Build Your Own Backdoor Attack

This is a simple demonstration of how to build a backdoor attack using our framework.

We take the default case of creating a data poisoning attack as an example. (We inherit from the BadNet class in ./attack/badnet.py and create your own attack)

  • Hyperparameter setting and basic configuration

    • First by inheriting from the NormalCase class, we have basic training hyperaparameters in args. You can add more into the parser for your specific usages.

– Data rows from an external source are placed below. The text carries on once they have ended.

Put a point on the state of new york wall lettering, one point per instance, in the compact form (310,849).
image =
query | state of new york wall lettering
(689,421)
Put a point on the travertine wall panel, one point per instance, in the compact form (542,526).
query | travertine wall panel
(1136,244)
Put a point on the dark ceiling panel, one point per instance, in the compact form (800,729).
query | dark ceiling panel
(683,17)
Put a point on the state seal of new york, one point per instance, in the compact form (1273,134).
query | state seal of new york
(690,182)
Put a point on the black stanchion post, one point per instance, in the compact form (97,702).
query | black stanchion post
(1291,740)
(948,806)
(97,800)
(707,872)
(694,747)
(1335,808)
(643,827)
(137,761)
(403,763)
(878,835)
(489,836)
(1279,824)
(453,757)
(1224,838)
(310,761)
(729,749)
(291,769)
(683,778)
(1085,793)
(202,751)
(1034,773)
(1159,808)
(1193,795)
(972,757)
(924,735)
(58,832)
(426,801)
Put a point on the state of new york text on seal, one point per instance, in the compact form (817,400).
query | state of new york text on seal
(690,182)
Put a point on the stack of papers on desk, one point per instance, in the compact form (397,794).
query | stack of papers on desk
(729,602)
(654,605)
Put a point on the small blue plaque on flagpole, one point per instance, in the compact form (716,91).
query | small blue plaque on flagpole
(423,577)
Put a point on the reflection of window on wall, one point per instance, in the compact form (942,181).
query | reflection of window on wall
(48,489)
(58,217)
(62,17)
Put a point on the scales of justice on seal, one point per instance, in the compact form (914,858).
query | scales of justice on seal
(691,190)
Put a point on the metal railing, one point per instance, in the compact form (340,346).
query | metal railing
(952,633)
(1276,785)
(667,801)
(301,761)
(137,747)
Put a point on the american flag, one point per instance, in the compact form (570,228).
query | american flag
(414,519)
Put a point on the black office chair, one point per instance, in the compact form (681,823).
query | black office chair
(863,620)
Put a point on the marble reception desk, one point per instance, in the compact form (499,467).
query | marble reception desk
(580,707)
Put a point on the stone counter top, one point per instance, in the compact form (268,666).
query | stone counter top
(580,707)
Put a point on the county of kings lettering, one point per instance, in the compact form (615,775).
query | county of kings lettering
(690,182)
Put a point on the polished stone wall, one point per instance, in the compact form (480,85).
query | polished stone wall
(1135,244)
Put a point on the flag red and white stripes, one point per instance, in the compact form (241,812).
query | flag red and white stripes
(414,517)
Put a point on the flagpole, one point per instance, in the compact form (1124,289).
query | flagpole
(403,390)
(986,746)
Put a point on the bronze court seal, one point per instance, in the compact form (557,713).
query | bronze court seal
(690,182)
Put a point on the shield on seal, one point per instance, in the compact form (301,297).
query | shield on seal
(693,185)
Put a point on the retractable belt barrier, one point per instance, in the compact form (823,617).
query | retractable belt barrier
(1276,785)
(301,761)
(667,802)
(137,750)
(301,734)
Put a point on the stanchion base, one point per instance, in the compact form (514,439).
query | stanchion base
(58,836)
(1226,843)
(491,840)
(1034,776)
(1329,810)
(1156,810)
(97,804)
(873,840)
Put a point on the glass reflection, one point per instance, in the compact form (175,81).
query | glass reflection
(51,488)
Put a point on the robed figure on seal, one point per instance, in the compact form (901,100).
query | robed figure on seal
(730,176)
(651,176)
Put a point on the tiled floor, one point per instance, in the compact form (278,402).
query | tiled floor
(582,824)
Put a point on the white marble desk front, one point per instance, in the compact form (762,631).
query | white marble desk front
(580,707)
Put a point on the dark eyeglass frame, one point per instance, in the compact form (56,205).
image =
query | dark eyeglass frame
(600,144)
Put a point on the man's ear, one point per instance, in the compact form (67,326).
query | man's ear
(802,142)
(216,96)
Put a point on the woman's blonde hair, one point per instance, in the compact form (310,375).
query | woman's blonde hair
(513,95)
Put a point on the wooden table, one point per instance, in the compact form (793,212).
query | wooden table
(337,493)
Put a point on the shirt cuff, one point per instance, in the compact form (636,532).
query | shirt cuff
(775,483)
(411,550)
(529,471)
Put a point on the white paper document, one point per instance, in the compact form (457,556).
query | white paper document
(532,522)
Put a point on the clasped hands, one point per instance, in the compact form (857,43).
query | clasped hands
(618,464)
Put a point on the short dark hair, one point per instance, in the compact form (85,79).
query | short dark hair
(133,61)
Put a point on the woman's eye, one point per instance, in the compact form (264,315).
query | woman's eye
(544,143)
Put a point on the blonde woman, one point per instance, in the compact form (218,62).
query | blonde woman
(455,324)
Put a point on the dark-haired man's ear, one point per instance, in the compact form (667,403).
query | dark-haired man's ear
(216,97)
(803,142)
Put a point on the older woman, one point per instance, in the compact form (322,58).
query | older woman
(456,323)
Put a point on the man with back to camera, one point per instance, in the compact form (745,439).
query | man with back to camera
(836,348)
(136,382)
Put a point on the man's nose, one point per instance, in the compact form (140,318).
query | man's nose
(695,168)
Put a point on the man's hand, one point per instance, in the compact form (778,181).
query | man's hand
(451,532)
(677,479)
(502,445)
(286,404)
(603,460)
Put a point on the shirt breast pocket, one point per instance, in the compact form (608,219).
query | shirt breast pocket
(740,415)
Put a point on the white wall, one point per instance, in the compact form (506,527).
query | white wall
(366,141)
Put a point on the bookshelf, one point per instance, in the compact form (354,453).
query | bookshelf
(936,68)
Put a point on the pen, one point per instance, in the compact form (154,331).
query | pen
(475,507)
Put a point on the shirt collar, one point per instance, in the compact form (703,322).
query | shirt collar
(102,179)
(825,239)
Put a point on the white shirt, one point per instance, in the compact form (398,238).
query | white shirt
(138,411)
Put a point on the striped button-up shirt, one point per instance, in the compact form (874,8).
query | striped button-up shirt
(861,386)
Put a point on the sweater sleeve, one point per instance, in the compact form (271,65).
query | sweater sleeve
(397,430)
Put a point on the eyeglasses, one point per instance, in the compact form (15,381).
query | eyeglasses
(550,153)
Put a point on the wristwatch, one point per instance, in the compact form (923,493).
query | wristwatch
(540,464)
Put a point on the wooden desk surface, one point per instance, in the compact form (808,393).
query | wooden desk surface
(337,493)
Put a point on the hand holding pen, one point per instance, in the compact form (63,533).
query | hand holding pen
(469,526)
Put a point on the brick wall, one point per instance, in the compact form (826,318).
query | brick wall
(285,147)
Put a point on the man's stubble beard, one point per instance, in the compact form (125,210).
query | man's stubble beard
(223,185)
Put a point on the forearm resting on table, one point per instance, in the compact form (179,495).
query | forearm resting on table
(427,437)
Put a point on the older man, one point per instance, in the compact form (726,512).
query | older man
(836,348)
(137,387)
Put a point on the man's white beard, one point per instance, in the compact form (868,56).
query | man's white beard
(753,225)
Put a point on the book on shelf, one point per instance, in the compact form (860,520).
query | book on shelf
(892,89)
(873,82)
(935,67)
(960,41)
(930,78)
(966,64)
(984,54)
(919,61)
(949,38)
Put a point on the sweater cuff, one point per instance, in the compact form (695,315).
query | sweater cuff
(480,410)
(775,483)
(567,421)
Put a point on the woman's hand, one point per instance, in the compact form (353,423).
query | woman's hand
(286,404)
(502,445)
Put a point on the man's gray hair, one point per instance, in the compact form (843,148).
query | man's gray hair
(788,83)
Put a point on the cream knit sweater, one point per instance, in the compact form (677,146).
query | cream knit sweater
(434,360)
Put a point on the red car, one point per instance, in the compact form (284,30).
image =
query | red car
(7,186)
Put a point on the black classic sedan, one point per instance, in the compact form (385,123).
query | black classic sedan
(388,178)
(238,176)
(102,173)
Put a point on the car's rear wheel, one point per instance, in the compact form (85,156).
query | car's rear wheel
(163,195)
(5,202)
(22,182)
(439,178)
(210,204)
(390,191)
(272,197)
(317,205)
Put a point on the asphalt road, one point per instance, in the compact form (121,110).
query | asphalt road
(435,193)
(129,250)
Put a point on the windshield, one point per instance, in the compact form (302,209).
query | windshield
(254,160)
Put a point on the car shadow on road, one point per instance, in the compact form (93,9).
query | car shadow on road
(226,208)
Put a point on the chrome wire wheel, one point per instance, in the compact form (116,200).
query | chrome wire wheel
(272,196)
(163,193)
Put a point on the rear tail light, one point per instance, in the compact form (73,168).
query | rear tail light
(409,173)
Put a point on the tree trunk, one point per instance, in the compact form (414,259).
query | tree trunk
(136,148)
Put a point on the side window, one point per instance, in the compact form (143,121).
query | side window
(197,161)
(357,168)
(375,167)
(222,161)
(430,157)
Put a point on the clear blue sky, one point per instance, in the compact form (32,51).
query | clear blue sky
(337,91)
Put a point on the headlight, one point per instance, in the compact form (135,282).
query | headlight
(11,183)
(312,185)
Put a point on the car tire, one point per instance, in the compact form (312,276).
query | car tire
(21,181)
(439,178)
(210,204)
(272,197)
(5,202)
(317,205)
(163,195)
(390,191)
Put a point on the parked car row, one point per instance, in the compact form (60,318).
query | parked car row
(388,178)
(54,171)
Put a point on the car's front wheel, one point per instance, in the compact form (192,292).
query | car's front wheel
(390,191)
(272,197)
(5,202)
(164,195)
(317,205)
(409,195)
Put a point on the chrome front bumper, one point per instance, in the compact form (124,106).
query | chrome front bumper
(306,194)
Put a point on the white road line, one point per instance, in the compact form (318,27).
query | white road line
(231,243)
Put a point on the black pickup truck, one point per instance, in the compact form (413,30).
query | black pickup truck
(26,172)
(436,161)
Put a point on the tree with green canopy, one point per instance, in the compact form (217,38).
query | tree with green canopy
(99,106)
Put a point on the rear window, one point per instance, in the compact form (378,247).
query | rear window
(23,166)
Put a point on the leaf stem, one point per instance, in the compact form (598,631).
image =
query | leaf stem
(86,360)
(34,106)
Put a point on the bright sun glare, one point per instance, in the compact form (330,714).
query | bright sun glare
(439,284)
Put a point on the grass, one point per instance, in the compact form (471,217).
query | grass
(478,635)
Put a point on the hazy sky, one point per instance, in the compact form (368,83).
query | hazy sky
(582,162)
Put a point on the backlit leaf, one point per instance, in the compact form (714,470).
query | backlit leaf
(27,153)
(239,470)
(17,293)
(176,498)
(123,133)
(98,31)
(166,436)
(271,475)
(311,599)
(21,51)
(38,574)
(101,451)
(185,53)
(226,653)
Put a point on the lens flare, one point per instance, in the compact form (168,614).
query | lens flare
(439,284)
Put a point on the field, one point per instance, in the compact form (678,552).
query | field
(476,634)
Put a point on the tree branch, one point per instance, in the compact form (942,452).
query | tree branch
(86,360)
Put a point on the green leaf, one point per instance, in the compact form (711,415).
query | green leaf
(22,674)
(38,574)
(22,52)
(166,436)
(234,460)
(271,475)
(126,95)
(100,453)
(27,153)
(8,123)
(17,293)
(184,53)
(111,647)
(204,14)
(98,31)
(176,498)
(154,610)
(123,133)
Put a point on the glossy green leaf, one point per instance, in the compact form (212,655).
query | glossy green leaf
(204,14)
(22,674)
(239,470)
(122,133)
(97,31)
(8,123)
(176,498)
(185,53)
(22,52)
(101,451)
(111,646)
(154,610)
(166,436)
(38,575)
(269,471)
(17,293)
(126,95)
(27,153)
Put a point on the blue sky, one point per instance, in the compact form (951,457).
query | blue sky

      parser = argparse.ArgumentParser(description=sys.argv[0])
      parser = self.set_args(parser)
      
    • Then we add the hyperparameters for the backdoor attack

      parser = self.set_bd_args(parser)
      
    • We load the default clean and backdoor hyperparameters into our args

      self.add_bd_yaml_to_args(args)
      self.add_yaml_to_args(args)
      
    • After all above we parse the args and initial all save path and other log settings

      args = self.process_args(args)
      self.prepare(args)
      
  • Backdoor dataset generation

    • We first load the clean dataset

      train_dataset_without_transform, \
      train_img_transform, \
      train_label_transform, \
      test_dataset_without_transform, \
      test_img_transform, \
      test_label_transform, \
      clean_train_dataset_with_transform, \
      clean_train_dataset_targets, \
      clean_test_dataset_with_transform, \
      clean_test_dataset_targets \
          = self.benign_prepare()
      
    • Then we can get image trigger injection functions and label manipulation function

      train_bd_img_transform, test_bd_img_transform = bd_attack_img_trans_generate(args)
      bd_label_transform = bd_attack_label_trans_generate(args)
      
      • bd_attack_img_trans_generate() is at backdoorbench/utils/aggregate_block/bd_attack_generate.py, you can add you trigger injection function here and call them by args.attack

      • bd_attack_label_trans_generate is also at backdoorbench/utils/aggregate_block/bd_attack_generate.py, we already implement basic all-to-one and all-to-all, you can add your own label manipulation function.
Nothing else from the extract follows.